I can see from logs on our end that there was an update to the worker version for your functions, and they started failing after this update. I'm reviewing our changes to see what happened to make the dependencies incompatible.

Thanks for your patience with this issue. In the meantime, please continue to set PIWD=0, and I'll continue investigating why this update caused your functions to break.

ajstewart commented 6 months ago

Hi @hallvictoria, many thanks for your reply!

Yes the lack of exceptions very much looked like segfault to me as well.

Thanks for the extra information, I'll be interested to see what you find!

Is there a way to freeze the worker versions on the functions? It seems non-ideal to perhaps have the rug pulled out from under you like this, like what happened here.

hallvictoria commented 6 months ago

This is an interesting issue. I found that we updated the protobuf and grpcio version dependencies (from 3.19.3 to 4.22.0 and 1.43.0 to 1.54.2 respectively), and this update seems to be the cause of this issue. Reverting to the previously installed versions worked as expected.

From this, it looks like we're installing dependencies that the newrelic module also depends on, and these dependencies are incompatible. Somewhere newrelic is using these packages as well but expects an older (or at least different) version than what we're installing. The weird thing is that, since these packages aren't defined in the sample requirements.txt file, the same versions should be installed whether or not PIWD is true.

Just curious, is there a specific reason you're setting PIWD=1?

Freezing worker versions isn't possible on consumption plans, only on dedicated. It's generally not recommended to pin versions, as this can cause unexpected dependency issues as well. I agree this was a miss on our end. For future releases involving dependency updates, we do plan on giving more notice and thoroughly testing it to ensure issues like this don't occur again.

ajstewart commented 6 months ago

This is an interesting issue. I found that we updated the protobuf and grpcio version dependencies (from 3.19.3 to 4.22.0 and 1.43.0 to 1.54.2 respectively), and this update seems to be the cause of this issue. Reverting to the previously installed versions worked as expected.

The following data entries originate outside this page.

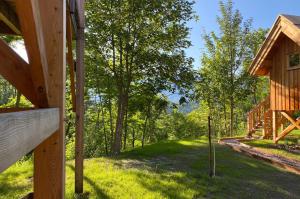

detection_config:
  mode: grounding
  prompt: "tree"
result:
[86,0,193,154]
[197,0,265,136]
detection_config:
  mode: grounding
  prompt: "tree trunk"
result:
[108,97,114,154]
[230,96,234,137]
[16,91,22,108]
[142,114,148,147]
[132,128,135,148]
[113,93,128,155]
[102,106,108,155]
[123,108,128,150]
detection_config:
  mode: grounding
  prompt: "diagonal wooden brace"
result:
[274,111,300,143]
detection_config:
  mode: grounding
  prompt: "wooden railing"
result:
[247,96,287,138]
[247,96,272,136]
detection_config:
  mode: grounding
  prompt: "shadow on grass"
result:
[108,140,300,199]
[67,164,110,199]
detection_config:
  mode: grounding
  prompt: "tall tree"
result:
[86,0,193,154]
[198,0,265,136]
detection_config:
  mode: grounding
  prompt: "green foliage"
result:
[0,137,300,199]
[196,0,269,136]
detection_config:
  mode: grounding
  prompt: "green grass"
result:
[0,138,300,199]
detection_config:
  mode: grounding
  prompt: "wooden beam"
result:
[33,0,66,199]
[0,0,21,35]
[75,28,85,194]
[281,111,300,129]
[272,111,278,142]
[16,0,49,107]
[76,0,85,28]
[67,13,76,112]
[0,107,34,113]
[0,108,59,172]
[0,39,37,104]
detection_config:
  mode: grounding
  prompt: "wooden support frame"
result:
[75,24,84,194]
[0,0,21,35]
[16,0,49,107]
[0,108,59,172]
[0,39,38,104]
[66,13,76,112]
[0,107,35,113]
[75,0,85,194]
[29,0,66,199]
[273,111,300,143]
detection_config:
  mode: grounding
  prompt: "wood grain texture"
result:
[76,0,85,28]
[0,39,37,104]
[249,15,300,75]
[33,0,66,199]
[0,108,59,172]
[66,12,76,112]
[270,36,300,111]
[0,0,21,35]
[16,0,48,107]
[75,28,84,193]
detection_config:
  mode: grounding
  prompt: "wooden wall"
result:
[270,36,300,110]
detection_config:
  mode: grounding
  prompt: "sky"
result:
[15,0,300,102]
[186,0,300,68]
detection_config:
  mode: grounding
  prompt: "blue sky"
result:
[186,0,300,68]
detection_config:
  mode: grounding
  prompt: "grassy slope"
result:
[245,130,300,161]
[0,140,300,199]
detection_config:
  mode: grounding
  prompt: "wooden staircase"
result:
[247,96,286,139]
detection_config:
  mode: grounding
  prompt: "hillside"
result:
[0,138,300,199]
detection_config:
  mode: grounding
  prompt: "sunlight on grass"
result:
[245,140,300,161]
[0,137,300,199]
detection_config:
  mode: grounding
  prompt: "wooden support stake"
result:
[32,0,66,199]
[67,13,76,112]
[207,116,213,177]
[75,28,84,194]
[272,111,278,142]
[0,0,21,35]
[16,0,49,108]
[0,39,38,104]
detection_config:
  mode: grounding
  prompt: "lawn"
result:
[0,138,300,199]
[244,130,300,161]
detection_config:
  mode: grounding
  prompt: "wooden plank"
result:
[0,39,37,104]
[270,58,276,110]
[75,28,85,193]
[272,111,278,142]
[274,120,300,143]
[16,0,48,107]
[66,13,76,112]
[33,0,66,199]
[281,111,300,129]
[0,107,34,113]
[0,108,59,172]
[0,0,21,35]
[76,0,85,28]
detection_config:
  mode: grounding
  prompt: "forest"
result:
[0,0,300,199]
[0,0,268,159]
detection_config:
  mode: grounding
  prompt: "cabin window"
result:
[288,53,300,69]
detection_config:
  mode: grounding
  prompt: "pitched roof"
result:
[249,15,300,75]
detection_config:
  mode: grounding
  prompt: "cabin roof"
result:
[249,14,300,76]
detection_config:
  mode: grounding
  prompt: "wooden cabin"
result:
[0,0,84,199]
[249,15,300,142]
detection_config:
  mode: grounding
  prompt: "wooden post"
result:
[33,0,66,199]
[208,116,213,177]
[75,27,84,194]
[272,111,278,142]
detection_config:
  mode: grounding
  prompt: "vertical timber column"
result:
[75,24,84,194]
[272,110,278,142]
[34,0,66,199]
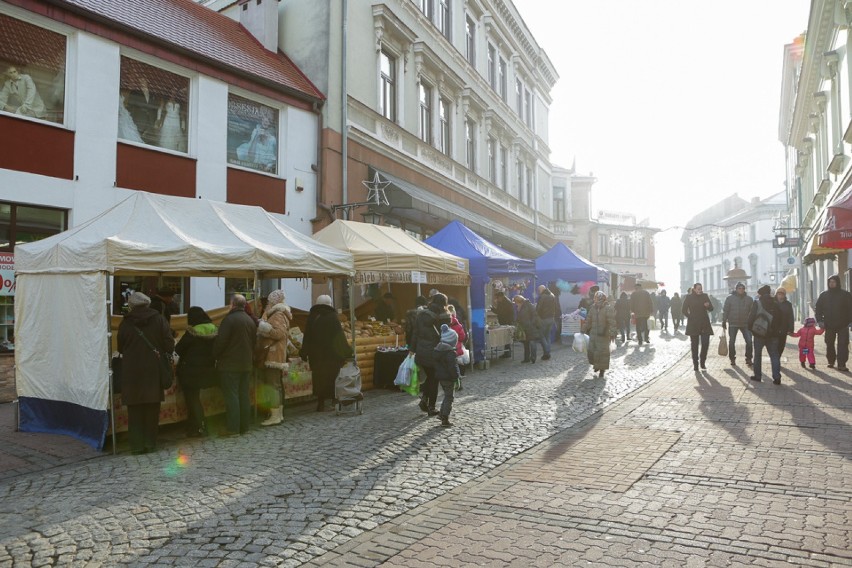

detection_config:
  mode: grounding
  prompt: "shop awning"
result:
[371,168,547,258]
[819,188,852,250]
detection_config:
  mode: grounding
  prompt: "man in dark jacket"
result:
[213,294,257,436]
[814,274,852,371]
[409,292,451,416]
[630,282,654,345]
[512,294,544,363]
[118,292,175,454]
[535,284,556,361]
[748,284,786,385]
[722,282,754,365]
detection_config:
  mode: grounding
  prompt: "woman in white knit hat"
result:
[257,290,293,426]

From this, it looks like we're installing dependencies that the newrelic module also depends on, and these dependencies are incompatible. Somewhere newrelic is using these packages as well but expects an older (or at least different) version than what we're installing. The weird thing is that, since these packages aren't defined in the sample requirements.txt file, the same versions should be installed whether or not PIWD is true.

Right, thanks for the explanation!

Just curious, is there a specific reason you're setting PIWD=1?

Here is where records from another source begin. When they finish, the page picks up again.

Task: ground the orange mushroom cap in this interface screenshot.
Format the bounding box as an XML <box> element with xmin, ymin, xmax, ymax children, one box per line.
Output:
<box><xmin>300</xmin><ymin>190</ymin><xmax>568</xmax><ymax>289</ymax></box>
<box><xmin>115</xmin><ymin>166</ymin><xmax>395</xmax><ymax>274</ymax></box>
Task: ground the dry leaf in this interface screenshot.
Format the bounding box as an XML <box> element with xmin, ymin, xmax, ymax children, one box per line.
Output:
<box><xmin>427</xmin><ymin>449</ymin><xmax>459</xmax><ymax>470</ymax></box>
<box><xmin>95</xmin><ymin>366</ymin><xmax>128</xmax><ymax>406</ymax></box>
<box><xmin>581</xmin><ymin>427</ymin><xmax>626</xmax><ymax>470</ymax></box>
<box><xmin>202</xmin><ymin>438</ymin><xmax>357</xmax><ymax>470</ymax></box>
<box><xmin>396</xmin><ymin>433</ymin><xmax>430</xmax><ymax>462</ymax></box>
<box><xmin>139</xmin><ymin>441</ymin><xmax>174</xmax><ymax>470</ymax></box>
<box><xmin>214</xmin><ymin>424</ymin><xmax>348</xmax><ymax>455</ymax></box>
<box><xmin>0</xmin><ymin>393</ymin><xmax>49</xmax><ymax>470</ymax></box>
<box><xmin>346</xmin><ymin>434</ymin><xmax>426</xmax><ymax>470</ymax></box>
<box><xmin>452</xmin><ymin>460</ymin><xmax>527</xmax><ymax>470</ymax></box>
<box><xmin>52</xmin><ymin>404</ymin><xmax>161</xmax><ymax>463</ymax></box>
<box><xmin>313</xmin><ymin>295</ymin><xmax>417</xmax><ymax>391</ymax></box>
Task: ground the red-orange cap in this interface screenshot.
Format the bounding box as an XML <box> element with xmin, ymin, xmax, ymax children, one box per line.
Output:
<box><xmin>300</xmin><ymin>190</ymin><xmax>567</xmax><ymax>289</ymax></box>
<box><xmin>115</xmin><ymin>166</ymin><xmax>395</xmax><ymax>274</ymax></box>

I naively thought that this setting would avoid this exact situation, the note on the docs says:

If your package contains certain libraries that might collide with worker's dependencies (for example, protobuf, tensorflow, or grpcio), configure PYTHON_ISOLATE_WORKER_DEPENDENCIES to 1 in app settings to prevent your application from referring to worker's dependencies.

So am I misunderstanding something, as the above seems like it would be a good idea, and thought it would avoid conflicts.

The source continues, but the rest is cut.